In de privé studieruimte waren geen effecten in stemming tussen de kleuren ontdekt. In de

open studieruimte was de stemming meer positief bij de blauwe kleur dan de rode, wat kan

komen door het kalmerende effect van de kleur blauw in tegenstelling tot de stimulerende

(13)

werking van de kleur rood. Als laatste kan gezegd worden dat uit het onderzoek van Stone (2001) bleek dat er geen effect was op de tevredenheid mét en de motivatie voor de taak. Het ontbreken van het effect op motivatie kan verklaard worden door het feit dat het geen echte studiesituatie betrof, omdat men niet hóefde te presteren. Het onderzoek van Stone (2001) laat dus zien dat de prestatie wordt beïnvloed door de kleur, maar dat dit afhankelijk is van de moeilijkheidsgraad van de taak.

Ondanks alles wat er bekend is over kleur, is zoals eerder vermeld in de inleiding volgens Woolner et al. (2007) uit álle omgevingselementen in de leeromgeving nog het minste onderzoek gedaan naar het element kleur. Dit concludeerden zij aan de hand van een uitgebreid literatuuronderzoek dat zij hadden gedaan naar de impact van omgevingselementen op de prestatie van studenten in hun leeromgeving. Zij brachten de bestudeerde literatuur onder in vijf aparte onderwerpen: 1. prestatie/talent ‘attainment’, 2. betrokkenheid

‘engagement’, 3. beïnvloeding ‘affect’, 4. aanwezigheid ‘attendance en 5. welbevinden ‘well- being’. Zij deden onder meer onderzoek naar de bestaande kennis op het terrein van educatie, psychologie, ergonomie en het design van de omgeving en gebouwen. Omgevingselementen als lawaai, (dag)licht, ergonomisch meubilair, temperatuur en kleur werden onder andere besproken. Het omgevingselement kleur viel onder betrokkenheid (verbeteringen in aandacht) en beïnvloeding (verbeteringen in stemming en motivatie). Woolner et al. (2007) stelden dat het moeilijk is om tot conclusies te komen wat betreft de impact van leeromgevingen door de diversiteit aan omgevingenelementen uit de onderzoeksliteratuur en of deze al dan niet met elkaar in verband staat. Wél komen zij tot de conclusie dat het investeren in de omgevingselementen van de leeromgeving resultaten zal opleveren, maar dat gekeken dient te worden welk element van de omgeving voor welk effect zal zorgen.

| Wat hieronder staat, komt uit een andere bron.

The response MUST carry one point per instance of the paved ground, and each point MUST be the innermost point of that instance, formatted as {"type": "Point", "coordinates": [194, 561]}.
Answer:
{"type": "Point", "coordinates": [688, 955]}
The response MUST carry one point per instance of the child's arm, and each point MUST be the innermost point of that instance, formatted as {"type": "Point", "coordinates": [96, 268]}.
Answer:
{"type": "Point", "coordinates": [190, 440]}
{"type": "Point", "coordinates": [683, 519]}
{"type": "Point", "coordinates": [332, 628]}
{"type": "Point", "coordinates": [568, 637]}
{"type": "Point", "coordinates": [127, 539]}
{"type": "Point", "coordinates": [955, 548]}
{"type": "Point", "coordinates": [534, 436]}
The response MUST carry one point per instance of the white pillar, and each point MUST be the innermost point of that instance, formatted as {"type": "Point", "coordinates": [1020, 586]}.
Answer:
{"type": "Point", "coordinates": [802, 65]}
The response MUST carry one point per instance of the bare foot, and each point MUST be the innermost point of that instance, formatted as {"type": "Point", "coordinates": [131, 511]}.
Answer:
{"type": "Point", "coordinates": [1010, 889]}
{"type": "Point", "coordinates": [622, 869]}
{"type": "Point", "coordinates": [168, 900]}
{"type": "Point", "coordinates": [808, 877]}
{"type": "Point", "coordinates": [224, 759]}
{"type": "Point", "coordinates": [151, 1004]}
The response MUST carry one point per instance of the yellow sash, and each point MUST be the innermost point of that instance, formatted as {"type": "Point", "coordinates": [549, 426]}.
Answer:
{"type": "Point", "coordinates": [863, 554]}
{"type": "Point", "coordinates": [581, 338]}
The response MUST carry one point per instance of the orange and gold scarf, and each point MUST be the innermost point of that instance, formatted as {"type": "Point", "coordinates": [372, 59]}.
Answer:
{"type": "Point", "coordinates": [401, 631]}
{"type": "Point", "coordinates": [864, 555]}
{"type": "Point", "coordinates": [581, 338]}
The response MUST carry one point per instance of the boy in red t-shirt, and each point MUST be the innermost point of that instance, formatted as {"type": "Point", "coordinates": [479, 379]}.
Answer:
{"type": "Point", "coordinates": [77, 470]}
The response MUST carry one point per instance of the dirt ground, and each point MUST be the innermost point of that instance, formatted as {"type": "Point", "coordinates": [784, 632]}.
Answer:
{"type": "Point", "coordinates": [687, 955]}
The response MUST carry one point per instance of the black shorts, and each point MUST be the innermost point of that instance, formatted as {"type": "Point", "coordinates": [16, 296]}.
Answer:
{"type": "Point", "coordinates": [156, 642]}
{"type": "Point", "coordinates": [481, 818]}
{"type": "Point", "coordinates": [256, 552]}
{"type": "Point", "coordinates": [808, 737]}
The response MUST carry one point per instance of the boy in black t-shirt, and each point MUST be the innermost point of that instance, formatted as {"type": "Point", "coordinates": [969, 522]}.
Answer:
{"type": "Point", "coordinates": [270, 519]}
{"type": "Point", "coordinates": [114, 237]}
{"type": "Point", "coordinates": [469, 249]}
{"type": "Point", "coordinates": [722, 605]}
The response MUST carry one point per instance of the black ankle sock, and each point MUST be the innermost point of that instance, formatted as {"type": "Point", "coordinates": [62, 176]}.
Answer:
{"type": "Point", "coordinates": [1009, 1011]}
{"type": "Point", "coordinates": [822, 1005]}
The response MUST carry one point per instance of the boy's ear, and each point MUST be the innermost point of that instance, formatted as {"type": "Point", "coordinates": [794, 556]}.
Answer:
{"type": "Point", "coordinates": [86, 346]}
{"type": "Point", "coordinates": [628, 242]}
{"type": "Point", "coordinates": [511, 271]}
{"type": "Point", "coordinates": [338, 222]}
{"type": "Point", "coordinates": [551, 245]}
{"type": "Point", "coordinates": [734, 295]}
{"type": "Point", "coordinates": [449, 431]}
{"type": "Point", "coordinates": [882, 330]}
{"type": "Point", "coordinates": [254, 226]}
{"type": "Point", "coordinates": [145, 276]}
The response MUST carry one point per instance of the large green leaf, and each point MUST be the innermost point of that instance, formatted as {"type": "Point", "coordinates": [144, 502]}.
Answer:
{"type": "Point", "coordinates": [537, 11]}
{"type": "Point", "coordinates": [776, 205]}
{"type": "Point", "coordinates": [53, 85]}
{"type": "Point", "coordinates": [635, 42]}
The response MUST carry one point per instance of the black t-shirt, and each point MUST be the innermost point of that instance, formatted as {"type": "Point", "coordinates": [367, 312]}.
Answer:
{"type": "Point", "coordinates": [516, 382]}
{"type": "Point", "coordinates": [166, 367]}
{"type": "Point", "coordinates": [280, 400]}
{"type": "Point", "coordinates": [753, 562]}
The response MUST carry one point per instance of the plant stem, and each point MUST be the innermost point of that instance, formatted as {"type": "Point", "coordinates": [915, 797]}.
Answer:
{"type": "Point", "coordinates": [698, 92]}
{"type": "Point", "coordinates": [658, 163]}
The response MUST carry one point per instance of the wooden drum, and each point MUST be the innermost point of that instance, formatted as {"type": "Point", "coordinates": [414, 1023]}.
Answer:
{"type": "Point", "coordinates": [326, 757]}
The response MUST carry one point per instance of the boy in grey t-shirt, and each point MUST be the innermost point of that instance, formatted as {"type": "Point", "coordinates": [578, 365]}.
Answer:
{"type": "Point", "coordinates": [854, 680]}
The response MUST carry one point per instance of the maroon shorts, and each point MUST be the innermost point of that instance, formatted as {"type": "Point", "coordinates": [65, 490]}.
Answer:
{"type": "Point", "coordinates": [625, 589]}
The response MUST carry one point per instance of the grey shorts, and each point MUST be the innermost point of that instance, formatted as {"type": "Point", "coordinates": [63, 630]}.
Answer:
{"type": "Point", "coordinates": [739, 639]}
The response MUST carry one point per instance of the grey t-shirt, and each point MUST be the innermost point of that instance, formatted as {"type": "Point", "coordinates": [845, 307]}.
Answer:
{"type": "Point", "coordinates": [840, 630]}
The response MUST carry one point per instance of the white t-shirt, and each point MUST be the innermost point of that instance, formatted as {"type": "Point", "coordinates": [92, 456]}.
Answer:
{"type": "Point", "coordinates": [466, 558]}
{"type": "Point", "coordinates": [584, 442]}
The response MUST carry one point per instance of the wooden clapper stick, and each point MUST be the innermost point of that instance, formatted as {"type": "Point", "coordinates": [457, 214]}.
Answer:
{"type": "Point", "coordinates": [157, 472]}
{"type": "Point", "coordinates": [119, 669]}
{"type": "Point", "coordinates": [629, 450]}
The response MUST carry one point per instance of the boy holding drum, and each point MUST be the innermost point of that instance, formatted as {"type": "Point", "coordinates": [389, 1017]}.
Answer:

Kijkend naar de besproken literatuur over kleur in de leeromgeving kunnen een aantal

conclusies worden getrokken. Uit het onderzoek van Elliot et al. (2007) bleek dat de kleur

rood in de prestatiecontext zorgde voor een significant slechtere prestatie dan groen en

achromatische kleuren. Echter was de kleur niet als omgevingselement getest in dit

onderzoek. Wollin en Montagne (1981) concludeerden dat studenten significant beter

presteerden in een lokaal die zijzelf als significant prettiger, interessanter en comfortabeler

achtten, dan in een steriele. Dit resultaat beaamt het onderzoek van Kwallek en Lewis (1990),

waarin naar voren kwam dat arbeiders meer fouten maakten in een wit kantoor dan in een

rood kantoor. Uit het onderzoek van Stone en English (1998) bleek dat een taak extremer

wordt beoordeeld in een blauwe ruimte, dan in een rode. In een blauwe ruimte werden méér

fouten gemaakt bij een veeleisende taak en minder bij een minder veeleisende taak. Dit zou

(14)

komen doordat blauw minder afleidend is en men zich dan beter kan concentreren in een blauwe ruimte. Ook bleek uit het onderzoek van Stone (2001) dat studenten een positievere stemming hebben in een blauwe open ruimte. Hij suggereerde dat de negatieve stemming in een ruimte wordt beïnvloed door de taak en de positieve stemming door de omgeving.

Literatuur over de rol van kleurgebruik in de werk- en leeromgeving is besproken.

Echter moet tevens rekening worden gehouden dat het effect van kleur ook te maken heeft met de mate waarin iemand gevoelig is voor de omgeving (Stimulus Screening). Hier wordt in de volgende paragraaf verder op ingegaan.

Stimulus Screening

‘Stimulus Screening’ is de mate waarin een individu bekwaam is om relevante elementen uit de situatie uit gewoonte en automatisme door te lichten (Mehrabian, 1977).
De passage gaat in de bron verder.